MdB Jörg Tauss Kinderporno-Fund bringt SPD-Politiker in Erklärungsnöte

Der Druck auf den Bundestagsabgeordneten Jörg Tauss wächst: Die Staatsanwaltschaft hat in seinem Büro Kinderpornographie beschlagnahmt und sieht ihren ersten Verdacht verstärkt. Der SPD-Politiker hält dagegen: Die Materialien habe er für seinen Job als Medienexperte gebraucht.

Berlin - Der Karlsruher SPD-Bundestagsabgeordnete Jörg Tauss steht nach dem Fund von Kinderporno-Bildmaterial in seinen Räumen unter Erklärungsdruck. Nach Durchsuchungen in Büros und Privatwohnungen des Politikers sagte ein Sprecher der Karlsruher Staatsanwaltschaft am Donnerstag: "Wir sind in Berlin fündig geworden." Es sei "einschlägiges Material" beschlagnahmt worden.

Dies bedeute aber nicht, dass Tauss damit überführt sei. Der Politiker habe das Material mit seiner Tätigkeit als Abgeordneter erklärt. Tauss, der medienpolitische Sprecher der SPD-Fraktion ist, sagte der dpa, er könne die Vorwürfe "nicht nachvollziehen".

Für die Staatsanwaltschaft ist nun ein "echter Einstieg in konkrete Ermittlungen" möglich. Tauss müsse erklären, woher das Material stamme. Tauss, der auch Generalsekretär der baden-württembergischen SPD ist, sagte: "Ich beschäftige mich seit Jahren mit dieser Szene." Ob es sich bei den Vorwürfen eventuell um eine "Revanche-Handlung" handele, könne er nicht sagen.

Vor Beginn der Durchsuchung seiner Büros und Privatwohnungen in Berlin und in seinem Karlsruher Wahlkreis war die Immunität des SPD-Politikers am Donnerstagmittag aufgehoben worden. Dem Vernehmen nach hatte sich der Immunitätsausschuss des Bundestages einstimmig dafür ausgesprochen. Tauss gilt als Technik- und Internet-Experte.
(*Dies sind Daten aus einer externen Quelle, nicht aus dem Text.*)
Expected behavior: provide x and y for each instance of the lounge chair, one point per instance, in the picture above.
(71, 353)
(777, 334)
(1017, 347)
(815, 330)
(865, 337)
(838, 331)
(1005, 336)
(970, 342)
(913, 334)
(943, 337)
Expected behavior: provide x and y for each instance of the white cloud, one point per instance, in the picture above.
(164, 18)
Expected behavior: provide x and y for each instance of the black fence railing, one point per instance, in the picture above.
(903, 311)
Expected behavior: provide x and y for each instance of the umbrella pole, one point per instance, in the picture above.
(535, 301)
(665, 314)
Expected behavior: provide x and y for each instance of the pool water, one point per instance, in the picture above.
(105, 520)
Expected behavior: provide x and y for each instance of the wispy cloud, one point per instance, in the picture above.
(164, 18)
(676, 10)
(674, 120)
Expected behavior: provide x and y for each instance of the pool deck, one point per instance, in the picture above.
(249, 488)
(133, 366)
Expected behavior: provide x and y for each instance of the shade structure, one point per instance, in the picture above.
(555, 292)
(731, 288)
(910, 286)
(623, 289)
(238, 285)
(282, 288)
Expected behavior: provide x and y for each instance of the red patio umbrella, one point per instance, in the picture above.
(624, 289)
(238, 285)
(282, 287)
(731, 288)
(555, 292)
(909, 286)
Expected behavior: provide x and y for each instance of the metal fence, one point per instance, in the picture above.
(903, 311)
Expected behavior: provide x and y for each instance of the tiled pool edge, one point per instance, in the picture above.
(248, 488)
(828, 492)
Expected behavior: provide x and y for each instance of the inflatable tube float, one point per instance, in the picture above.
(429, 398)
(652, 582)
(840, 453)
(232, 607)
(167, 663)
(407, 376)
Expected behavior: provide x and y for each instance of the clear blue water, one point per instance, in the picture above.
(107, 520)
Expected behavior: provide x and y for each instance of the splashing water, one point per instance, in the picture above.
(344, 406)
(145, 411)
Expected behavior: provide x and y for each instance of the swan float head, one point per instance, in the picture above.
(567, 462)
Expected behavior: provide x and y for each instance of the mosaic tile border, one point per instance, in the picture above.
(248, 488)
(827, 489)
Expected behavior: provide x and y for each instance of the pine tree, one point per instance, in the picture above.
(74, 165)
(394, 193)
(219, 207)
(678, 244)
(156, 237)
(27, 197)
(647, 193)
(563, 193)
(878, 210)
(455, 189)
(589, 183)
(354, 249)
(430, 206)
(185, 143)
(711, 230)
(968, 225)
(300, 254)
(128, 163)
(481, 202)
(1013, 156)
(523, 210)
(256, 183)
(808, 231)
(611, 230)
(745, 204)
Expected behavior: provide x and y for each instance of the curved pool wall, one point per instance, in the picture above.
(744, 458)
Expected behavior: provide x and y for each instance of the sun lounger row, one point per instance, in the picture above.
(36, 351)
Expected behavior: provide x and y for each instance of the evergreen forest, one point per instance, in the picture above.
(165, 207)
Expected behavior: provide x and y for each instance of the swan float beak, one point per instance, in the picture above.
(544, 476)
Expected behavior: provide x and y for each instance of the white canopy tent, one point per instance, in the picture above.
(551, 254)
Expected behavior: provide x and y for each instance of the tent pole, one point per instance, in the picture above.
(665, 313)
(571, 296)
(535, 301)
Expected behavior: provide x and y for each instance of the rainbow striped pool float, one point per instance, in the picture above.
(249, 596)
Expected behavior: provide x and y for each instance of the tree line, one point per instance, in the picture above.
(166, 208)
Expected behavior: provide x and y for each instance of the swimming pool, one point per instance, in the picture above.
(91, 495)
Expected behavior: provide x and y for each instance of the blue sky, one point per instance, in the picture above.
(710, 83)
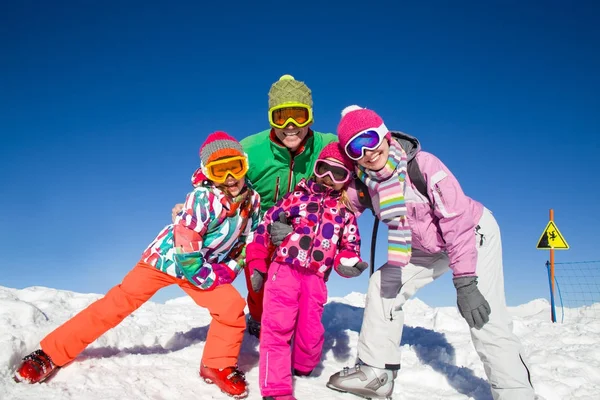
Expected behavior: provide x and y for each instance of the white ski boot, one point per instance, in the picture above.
(364, 381)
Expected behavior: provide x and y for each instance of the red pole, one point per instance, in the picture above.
(552, 266)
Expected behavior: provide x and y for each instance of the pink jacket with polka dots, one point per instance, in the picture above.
(324, 230)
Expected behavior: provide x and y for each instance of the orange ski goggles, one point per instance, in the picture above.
(218, 170)
(296, 113)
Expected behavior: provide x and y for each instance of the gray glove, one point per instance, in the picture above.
(391, 281)
(352, 271)
(257, 279)
(471, 303)
(280, 229)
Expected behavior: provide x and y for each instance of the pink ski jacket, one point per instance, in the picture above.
(324, 230)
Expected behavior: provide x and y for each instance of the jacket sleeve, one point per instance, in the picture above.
(235, 260)
(455, 214)
(349, 246)
(188, 231)
(257, 253)
(354, 196)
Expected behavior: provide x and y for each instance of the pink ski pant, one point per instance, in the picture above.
(293, 307)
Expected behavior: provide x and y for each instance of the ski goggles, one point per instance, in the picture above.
(337, 172)
(217, 171)
(296, 113)
(369, 139)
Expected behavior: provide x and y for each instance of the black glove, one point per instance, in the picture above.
(352, 271)
(257, 280)
(471, 304)
(280, 229)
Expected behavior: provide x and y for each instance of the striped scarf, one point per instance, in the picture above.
(389, 183)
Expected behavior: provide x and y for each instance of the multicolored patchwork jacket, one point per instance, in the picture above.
(323, 230)
(206, 243)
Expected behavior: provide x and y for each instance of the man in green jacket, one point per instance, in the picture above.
(280, 157)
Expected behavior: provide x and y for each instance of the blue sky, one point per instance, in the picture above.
(105, 104)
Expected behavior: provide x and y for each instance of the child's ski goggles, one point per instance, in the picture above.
(337, 172)
(296, 113)
(369, 139)
(218, 170)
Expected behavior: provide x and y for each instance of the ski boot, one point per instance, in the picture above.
(230, 380)
(35, 367)
(364, 381)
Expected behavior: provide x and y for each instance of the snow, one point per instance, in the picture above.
(155, 352)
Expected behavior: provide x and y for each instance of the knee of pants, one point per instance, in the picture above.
(228, 309)
(122, 299)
Die Ermittlungen begannen nach bisherigen SPIEGEL-Erkenntnissen mit einem Hinweis der Staatsanwaltschaft Bremerhaven. Bei einem Mann, der wegen der Verbreitung von Kinderpornografie beschuldigt wird, fand man zwei Handynummern, die Tauss zugeordnet werden konnten, außerdem seine Berliner Wohnadresse. Insgesamt sollen 23 Kontakte vermerkt sein, unter anderem per SMS und MMS, wobei auch eine Video-Sequenz mit kinderpornografischem Inhalt von Tauss' Handy an den Bremerhavener verschickt worden sein soll. In mindestens einem Fall soll Tauss auch eine DVD von dem Norddeutschen erhalten haben.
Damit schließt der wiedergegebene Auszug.